Just after the official launch of MotoGP 2012 Aspar team in Madrid, Motomatters.com spoke to Spanish 125 and 80 cc former world champion Jorge Martinez Aspar, general manager of one of only two teams in the MotoGP World Championship with a presence in MotoGP, Moto2 and Moto3 classes in the 2012 season. Being also one of the few teams in 2012 entered under the MotoGP CRT technical rules, fielding riders riders Randy De Puniet and Aleix Esparago on Aprilia’s ART bikes, the Aspar team is also in the front line of trying to demonstrate that CRT is the right formula to ensure that MotoGP sees a return to full grids.

But we still have some questions to ask about the CRT Aprilias Aspar is contesting this season, and we also asked if their bikes will receive tech improvements during the season: “I have spoken to Gigi Dall'Igna about this issue”, Martinez responded, whose team is being supported by MAPFRE, Bankia and Power Electronics as main sponsors for next season. “We know we have a great technical potential, but I think it would be a big mistake if we changed our goals for the season and started chasing factory or satellite MotoGP bikes on the track. Our goal for 2012 is finish the season ahead of all the CRT bikes. We are already close to some MotoGP satellite bikes and there are real chances to beat them sometimes, but the Aspar team has to stay focused on making the fastest CRT bikes. For sure, we have great potential, but technical evolution is not our goal yet”.

As the Aspar ART machines where the closest CRT bike to the MotoGP satellite and factory bikes at the IRTA test last week at Jerez, we wanted to know what a CRT bike would need to get even closer to the satellite bikes: “If there was a softer tire available”, continues Aspar, “I’m sure our CRT Aprilia would be ahead of several MotoGP prototypes. But probably we need to wait for at least three Grand Prix races and then see what’s going on. Racing is very different to testing, and three races can give us a more realistic idea of what racing a CRT is like”.

The CRT formula has been created to curb the spiraling costs that the technology developed during the recent 800cc MotoGP era, and the perspective of a team that leased bikes during the past two seasons is always an interesting one: “In economic terms, it is still too early to assess the real benefits of a CRT bike because the season has not even started.
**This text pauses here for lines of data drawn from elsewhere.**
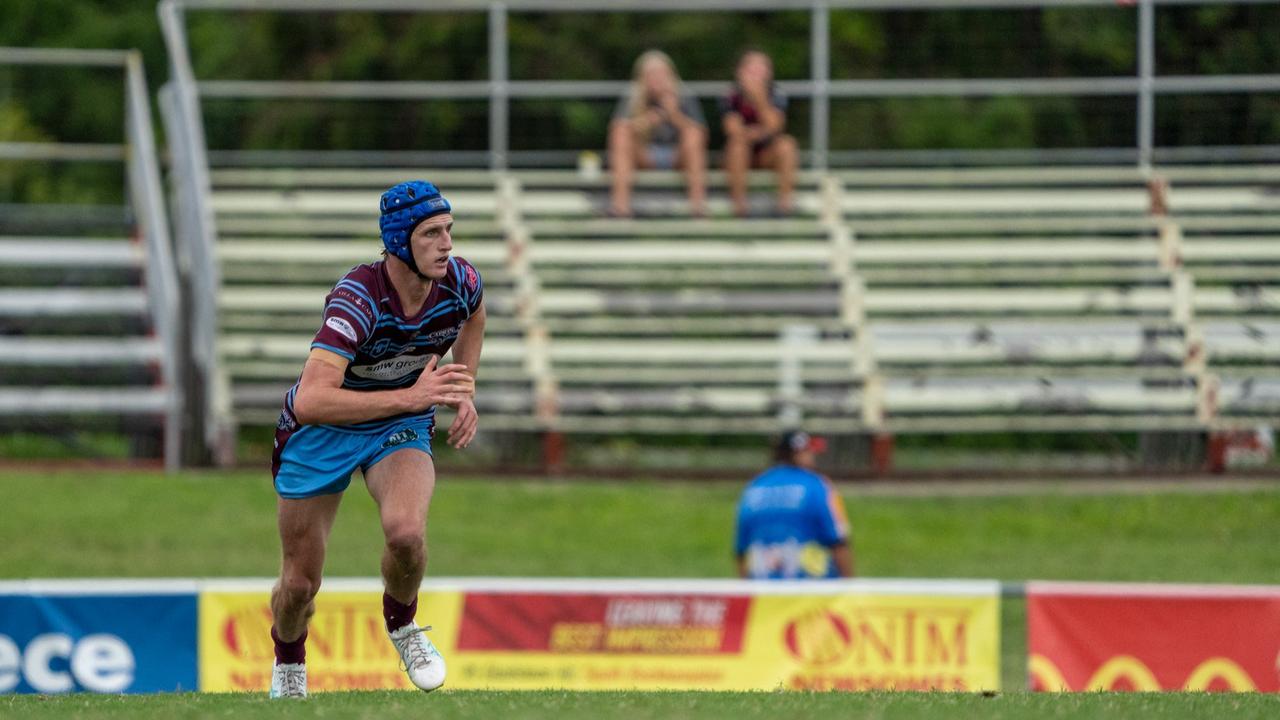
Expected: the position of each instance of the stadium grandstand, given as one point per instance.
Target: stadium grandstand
(1072, 290)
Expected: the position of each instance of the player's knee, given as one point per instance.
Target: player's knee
(298, 589)
(407, 541)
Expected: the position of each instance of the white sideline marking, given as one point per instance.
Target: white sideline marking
(864, 586)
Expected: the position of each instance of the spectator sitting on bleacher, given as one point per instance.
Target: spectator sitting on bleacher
(791, 522)
(754, 118)
(657, 124)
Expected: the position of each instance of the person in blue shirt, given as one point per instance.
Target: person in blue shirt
(791, 522)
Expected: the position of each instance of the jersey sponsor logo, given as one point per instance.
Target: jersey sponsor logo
(392, 368)
(342, 327)
(401, 437)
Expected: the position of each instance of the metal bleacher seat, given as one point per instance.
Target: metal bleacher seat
(286, 236)
(1229, 242)
(1032, 299)
(673, 324)
(88, 297)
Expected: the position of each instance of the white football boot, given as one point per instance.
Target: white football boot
(289, 680)
(421, 660)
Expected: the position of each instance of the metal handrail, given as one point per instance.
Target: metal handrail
(146, 200)
(821, 87)
(147, 196)
(196, 229)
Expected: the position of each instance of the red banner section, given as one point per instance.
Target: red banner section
(1119, 637)
(702, 624)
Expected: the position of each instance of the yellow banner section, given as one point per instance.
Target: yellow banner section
(347, 646)
(807, 642)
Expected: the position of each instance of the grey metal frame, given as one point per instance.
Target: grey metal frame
(146, 197)
(196, 232)
(819, 87)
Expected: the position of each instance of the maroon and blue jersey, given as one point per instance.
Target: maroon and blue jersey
(385, 347)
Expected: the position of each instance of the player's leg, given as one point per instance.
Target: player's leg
(304, 524)
(737, 162)
(784, 156)
(693, 159)
(311, 468)
(401, 484)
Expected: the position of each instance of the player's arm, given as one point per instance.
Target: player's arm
(835, 529)
(466, 351)
(323, 401)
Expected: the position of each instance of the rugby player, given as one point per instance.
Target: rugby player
(366, 399)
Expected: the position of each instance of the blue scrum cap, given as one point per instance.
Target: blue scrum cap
(403, 206)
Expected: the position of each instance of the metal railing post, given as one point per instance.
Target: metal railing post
(146, 194)
(1146, 81)
(197, 233)
(819, 62)
(499, 131)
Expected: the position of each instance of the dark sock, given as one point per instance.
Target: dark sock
(397, 614)
(289, 652)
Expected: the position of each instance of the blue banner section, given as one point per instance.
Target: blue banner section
(106, 643)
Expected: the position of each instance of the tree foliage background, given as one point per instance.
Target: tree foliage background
(1083, 41)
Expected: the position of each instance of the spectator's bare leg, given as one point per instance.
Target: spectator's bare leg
(693, 160)
(782, 155)
(737, 162)
(786, 160)
(622, 153)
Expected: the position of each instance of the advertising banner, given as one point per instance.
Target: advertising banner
(645, 636)
(109, 642)
(1121, 637)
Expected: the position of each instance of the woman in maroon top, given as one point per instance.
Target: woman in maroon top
(754, 118)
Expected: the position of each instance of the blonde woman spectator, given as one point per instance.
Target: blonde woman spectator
(657, 124)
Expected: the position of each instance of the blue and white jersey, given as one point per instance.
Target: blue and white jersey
(388, 349)
(787, 522)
We still have to find out about engine reliability, spare parts and other expenses, but the cost of the CRT bike itself is much lower compared to leasing a MotoGP satellite bike. It is not easy to calculate, because the season will answer all of these questions, but I still see two clear advantages. First one is the price of the bike itself, which is may be 30 or 40% lower than last year’s leasing deal with Ducati. The second main advantage is that the bikes will become property of the team at the end of the season. With the leasing system, we had to give the bike back to the factory, which makes everything more difficult”.